Planning Director Amy Ainslie said that while most communities are seeing growth this year, none are seeing an increase comparable to Sitka’s.
“In the last couple of years, we’ve been at about 200,000. So for us to go to 480,000 is, you know, more than doubling sort of what we’ve had as the norm,” Ainslie said. “Whereas, you know, communities like Juneau are going from maybe like 1.1 million to 1.3 [million passengers]. So as a percentage change, as like what is kind of normal life and how much they can absorb? Places like Juneau, Ketchikan, and Skagway are positioned very differently than Sitka.”
And with that staggering increase come a lot of questions about everything from traffic to toilets and cell phone service, and right now not all of those questions have clear answers.
The biggest change is a possible Lincoln Street closure on ship days of 3000 or more passengers, which is nearly half the cruise season. That’s what the Planning Commission is recommending, but another option is making the street one-way all summer long. Ainslie asked which option the Assembly preferred. But several Assembly members, including Kevin Mosher, said he wanted more community feedback before making a decision.
“My only concern is, I’m just hung up on how we handle Lincoln Street,” Mosher said. “I don’t know which way I’m going to vote, you know. I might end up going one, complete closure… [it’s] just a hard pill to swallow it, you know, to think about that.”

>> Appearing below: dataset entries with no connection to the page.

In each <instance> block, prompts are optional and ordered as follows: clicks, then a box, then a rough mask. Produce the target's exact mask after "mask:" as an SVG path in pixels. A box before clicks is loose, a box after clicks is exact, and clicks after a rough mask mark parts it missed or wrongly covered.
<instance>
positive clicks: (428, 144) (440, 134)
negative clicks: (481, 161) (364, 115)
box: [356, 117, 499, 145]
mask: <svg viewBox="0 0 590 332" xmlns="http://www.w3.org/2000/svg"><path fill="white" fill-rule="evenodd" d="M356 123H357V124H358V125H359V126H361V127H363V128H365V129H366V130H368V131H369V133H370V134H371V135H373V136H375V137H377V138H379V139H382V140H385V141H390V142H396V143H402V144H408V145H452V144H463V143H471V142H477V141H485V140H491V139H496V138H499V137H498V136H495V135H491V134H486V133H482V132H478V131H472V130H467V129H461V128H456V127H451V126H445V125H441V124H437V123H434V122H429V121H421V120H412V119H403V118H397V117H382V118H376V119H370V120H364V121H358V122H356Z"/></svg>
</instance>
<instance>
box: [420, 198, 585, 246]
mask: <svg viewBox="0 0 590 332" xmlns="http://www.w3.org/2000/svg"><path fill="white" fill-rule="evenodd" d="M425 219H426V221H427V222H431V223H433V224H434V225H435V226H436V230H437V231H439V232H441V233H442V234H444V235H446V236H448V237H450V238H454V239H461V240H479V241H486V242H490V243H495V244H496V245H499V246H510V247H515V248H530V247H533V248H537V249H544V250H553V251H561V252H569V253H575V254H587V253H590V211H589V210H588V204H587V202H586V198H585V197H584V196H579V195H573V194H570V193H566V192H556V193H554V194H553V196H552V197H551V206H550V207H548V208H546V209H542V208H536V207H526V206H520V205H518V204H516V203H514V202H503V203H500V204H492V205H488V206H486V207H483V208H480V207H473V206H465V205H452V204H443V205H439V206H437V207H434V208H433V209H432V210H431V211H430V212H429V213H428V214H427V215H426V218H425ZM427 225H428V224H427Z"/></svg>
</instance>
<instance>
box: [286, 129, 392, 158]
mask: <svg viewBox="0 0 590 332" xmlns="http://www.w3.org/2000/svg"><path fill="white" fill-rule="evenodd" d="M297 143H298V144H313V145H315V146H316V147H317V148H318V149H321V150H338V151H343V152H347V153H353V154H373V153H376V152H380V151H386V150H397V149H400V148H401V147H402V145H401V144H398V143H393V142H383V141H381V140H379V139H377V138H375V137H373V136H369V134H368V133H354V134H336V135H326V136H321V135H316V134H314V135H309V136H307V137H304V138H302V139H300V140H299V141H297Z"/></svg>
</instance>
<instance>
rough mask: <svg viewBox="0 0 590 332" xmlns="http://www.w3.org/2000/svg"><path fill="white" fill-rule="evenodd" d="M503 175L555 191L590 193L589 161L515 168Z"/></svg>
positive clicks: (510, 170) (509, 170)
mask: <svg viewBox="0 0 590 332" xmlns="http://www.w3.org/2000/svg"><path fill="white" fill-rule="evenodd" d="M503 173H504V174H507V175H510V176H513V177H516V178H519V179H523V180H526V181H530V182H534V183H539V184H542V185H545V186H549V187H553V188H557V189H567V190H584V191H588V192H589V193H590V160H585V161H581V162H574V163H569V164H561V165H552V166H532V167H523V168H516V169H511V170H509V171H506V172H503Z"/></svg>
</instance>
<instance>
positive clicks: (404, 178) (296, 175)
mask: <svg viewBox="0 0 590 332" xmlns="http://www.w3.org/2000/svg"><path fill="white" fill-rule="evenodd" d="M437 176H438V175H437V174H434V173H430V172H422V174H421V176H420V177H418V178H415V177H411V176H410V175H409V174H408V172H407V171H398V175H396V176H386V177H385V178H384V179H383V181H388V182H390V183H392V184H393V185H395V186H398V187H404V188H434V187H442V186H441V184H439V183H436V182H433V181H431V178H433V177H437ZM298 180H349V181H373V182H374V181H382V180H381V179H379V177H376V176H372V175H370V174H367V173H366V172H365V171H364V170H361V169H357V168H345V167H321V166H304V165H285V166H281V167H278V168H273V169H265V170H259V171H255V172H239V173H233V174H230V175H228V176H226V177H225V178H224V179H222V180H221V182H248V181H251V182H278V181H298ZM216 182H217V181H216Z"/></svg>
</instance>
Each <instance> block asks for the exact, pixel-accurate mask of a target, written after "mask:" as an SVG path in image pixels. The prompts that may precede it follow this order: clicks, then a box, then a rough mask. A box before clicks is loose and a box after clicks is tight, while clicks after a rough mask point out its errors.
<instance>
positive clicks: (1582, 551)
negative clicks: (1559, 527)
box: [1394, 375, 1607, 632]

Assembly member Thor Christianson, the planning commission liaison, said the one-way option was the “worst of both worlds” for traffic and safety.
“We’re still going to have a lot more congestion. And we’re throwing in a safety aspect. And it won’t be very easy to drive down there. I mean, it’ll be hard to drive through,” Christianson said. “So I don’t know…I guess it would be better than not closing it at all. But it would it would be rough.”
Closing Lincoln Street is further complicated by the state’s plan to resurface a section of Sawmill Creek Road, widen its sidewalks and add bike lanes- making sections of two of Sitka’s main corridors inaccessible to vehicles for a large portion of the summer.
What the Assembly ultimately decides about Lincoln Street will affect the overall budget. While the city could profit tremendously from a boom tourism year, it will cost anywhere from $1.2 to $1.5 million to prepare for this summer. The plan’s budget includes everything from $300,000 for temporary bathrooms to $100,000 for an ATV ambulance for use at the cruise ship dock. The Assembly will likely draw from the $1.6 million held in the city’s Cruise Passenger Excise Tax fund – that’s money collected by the state from cruise ship head taxes that must be spent on items and services for cruise tourists.
Since the meeting was a work session, no public comment was taken on the draft plan. The Assembly will consider the plan on first reading at its next regular meeting on January 25.